Get number of characters in string?

I have an application, accepting a UTF-8 string of a maximum 255 characters.

If the characters are ASCII, (characters number == size in bytes).

If the characters are not all ASCII and contains Japanese letters for example, given the size in bytes, how can I get the number of characters in the string?

Input: char *data, int bytes_no
Output: int char_no

Upvotes: 0

Views: 1044

Answers (2)

n. m. could be an AI
n. m. could be an AI

Reputation: 120079

There's no such thing as "character".

Or, more precisely, what "character" is depends on whom you ask.

If you look in the Unicode glossary you will find that the term has several not fully compatible meanings. As a smallest component of written language that has semantic value (the first meaning), is a single character. If you take and count basic unit of encoding for the Unicode character encoding (the third meaning) in it, you may get either one or two, depending on what exact representation (normalized or denormalized) is being used.

Or maybe not. This is a very complicated subject and nobody really knows what they are talking about.

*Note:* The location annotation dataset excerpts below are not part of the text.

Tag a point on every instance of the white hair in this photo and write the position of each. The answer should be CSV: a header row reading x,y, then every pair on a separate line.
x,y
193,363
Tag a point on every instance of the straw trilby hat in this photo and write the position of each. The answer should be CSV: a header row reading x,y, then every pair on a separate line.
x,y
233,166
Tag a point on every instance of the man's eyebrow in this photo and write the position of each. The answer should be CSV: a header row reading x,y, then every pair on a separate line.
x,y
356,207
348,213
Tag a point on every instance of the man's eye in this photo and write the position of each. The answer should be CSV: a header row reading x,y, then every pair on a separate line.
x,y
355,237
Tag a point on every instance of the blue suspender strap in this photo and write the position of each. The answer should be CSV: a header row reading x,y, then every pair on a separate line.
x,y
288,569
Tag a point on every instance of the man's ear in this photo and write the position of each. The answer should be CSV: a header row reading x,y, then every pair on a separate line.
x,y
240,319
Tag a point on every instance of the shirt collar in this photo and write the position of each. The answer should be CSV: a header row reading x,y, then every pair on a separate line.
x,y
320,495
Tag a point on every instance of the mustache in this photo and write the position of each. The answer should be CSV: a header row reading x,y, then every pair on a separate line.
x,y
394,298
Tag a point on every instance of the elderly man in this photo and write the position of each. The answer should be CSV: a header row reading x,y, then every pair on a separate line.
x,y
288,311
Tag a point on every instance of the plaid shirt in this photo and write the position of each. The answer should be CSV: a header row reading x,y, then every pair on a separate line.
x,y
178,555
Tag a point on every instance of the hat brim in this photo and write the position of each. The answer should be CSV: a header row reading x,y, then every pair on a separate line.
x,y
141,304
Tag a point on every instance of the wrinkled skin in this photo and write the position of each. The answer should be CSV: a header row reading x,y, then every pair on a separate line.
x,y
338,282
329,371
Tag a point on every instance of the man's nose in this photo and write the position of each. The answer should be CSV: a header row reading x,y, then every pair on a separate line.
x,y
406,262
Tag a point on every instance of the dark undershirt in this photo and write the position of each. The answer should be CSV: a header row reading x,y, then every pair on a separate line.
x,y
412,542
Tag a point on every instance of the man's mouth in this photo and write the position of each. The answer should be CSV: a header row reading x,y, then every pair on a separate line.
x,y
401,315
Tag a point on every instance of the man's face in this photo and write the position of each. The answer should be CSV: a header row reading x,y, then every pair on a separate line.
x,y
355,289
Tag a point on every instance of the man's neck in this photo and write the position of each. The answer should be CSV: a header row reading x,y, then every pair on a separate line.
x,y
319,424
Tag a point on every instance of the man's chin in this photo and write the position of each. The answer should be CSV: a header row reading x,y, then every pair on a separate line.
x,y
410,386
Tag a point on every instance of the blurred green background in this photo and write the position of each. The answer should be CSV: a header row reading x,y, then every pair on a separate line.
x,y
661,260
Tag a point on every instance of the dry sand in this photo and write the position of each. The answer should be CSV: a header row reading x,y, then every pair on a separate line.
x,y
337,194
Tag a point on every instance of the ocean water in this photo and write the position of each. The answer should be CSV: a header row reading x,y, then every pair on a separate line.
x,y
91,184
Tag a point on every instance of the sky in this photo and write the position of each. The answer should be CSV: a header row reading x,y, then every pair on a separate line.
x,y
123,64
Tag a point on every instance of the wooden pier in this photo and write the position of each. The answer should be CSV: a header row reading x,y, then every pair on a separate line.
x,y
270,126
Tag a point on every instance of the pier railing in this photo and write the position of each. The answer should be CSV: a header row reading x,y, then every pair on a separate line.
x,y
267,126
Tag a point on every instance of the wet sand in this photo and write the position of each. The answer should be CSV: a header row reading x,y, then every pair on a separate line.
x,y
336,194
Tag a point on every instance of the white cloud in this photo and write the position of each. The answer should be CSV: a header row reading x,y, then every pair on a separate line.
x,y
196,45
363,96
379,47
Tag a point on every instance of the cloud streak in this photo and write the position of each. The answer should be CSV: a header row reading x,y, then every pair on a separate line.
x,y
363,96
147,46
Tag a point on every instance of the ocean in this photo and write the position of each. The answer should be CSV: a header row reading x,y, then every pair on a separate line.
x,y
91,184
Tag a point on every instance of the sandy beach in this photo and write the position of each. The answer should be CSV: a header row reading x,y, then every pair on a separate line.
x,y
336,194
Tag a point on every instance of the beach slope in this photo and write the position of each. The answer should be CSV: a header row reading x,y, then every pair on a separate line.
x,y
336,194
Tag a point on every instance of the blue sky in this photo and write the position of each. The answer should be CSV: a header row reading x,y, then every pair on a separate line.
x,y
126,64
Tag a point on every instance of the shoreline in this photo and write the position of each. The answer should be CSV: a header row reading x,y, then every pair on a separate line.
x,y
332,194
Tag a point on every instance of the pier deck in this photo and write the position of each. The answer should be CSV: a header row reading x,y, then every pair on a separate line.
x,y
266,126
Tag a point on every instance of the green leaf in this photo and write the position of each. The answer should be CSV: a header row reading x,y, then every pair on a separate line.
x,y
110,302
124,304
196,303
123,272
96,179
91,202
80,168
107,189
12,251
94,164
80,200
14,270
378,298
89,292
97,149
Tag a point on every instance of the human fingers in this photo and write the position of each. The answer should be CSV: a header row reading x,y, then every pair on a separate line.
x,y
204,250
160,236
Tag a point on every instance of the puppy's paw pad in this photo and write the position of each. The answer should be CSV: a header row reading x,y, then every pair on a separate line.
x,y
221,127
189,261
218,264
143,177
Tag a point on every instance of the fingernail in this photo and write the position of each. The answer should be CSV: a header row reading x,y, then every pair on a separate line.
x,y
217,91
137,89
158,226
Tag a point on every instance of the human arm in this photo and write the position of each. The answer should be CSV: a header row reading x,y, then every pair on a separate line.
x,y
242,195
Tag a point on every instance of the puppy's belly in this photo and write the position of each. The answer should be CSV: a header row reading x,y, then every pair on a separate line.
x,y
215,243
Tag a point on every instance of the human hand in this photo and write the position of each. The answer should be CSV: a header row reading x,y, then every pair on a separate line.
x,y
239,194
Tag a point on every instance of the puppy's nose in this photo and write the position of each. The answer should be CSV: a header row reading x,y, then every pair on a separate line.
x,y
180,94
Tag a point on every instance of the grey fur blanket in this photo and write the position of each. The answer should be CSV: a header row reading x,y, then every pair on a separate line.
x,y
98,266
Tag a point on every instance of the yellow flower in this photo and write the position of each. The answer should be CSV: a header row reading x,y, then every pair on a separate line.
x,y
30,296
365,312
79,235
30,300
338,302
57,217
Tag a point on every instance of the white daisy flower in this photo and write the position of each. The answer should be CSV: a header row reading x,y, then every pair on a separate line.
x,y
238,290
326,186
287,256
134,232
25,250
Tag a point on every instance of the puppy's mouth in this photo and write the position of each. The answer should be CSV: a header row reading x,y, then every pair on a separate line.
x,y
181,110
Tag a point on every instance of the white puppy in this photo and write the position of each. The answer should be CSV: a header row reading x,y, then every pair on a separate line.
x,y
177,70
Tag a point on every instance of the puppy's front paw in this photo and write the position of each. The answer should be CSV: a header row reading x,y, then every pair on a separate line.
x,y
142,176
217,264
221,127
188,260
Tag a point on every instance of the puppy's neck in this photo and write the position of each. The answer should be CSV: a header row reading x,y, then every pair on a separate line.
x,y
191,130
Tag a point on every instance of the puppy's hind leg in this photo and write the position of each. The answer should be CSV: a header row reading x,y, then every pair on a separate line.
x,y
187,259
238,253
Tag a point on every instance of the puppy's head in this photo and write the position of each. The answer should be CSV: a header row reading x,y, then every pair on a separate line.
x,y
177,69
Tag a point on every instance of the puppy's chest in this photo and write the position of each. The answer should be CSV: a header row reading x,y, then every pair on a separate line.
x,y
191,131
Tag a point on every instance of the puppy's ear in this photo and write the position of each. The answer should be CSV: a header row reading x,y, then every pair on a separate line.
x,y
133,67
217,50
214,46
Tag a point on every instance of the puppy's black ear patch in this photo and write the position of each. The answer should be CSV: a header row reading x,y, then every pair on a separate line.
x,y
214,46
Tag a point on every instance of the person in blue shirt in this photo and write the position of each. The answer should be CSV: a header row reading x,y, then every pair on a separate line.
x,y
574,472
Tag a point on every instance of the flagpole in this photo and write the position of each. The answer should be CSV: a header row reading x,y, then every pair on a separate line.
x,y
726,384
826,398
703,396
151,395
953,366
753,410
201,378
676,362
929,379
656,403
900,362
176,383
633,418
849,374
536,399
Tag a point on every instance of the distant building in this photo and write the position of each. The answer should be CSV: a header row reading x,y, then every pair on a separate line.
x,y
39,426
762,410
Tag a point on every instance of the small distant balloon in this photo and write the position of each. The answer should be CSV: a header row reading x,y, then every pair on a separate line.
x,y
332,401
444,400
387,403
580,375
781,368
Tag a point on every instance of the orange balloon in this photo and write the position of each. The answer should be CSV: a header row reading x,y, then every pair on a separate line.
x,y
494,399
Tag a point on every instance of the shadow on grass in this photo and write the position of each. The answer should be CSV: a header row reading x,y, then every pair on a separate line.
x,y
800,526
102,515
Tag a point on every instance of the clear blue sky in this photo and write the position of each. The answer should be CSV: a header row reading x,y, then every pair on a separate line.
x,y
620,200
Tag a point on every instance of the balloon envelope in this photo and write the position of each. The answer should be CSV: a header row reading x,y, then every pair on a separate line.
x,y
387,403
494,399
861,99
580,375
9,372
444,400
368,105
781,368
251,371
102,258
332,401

Coming down to earth, you probably need to count code points, which is essentially the same as characters (meaning 3). mblen is one method of doing that, provided your current locale has UTF-8 encoding. Modern C++ offers more C++-ish methods, however, they are not supported on some popular implementations. Boost has something of its own and is more portable. Then there are specialized libraries like ICU which you may want to consider if your needs are much more complicated than counting characters.

Upvotes: 4

phschoen
phschoen

Reputation: 2081

You can use mblen to count the length or use mbstowcs

source:

http://www.cplusplus.com/reference/cstdlib/mblen/

http://www.cl.cam.ac.uk/~mgk25/unicode.html#mod

The number of characters can be counted in C in a portable way using mbstowcs(NULL,s,0). This works for UTF-8 like for any other supported encoding, as long as the appropriate locale has been selected. A hard-wired technique to count the number of characters in a UTF-8 string is to count all bytes except those in the range 0x80 – 0xBF, because these are just continuation bytes and not characters of their own. However, the need to count characters arises surprisingly rarely in applications.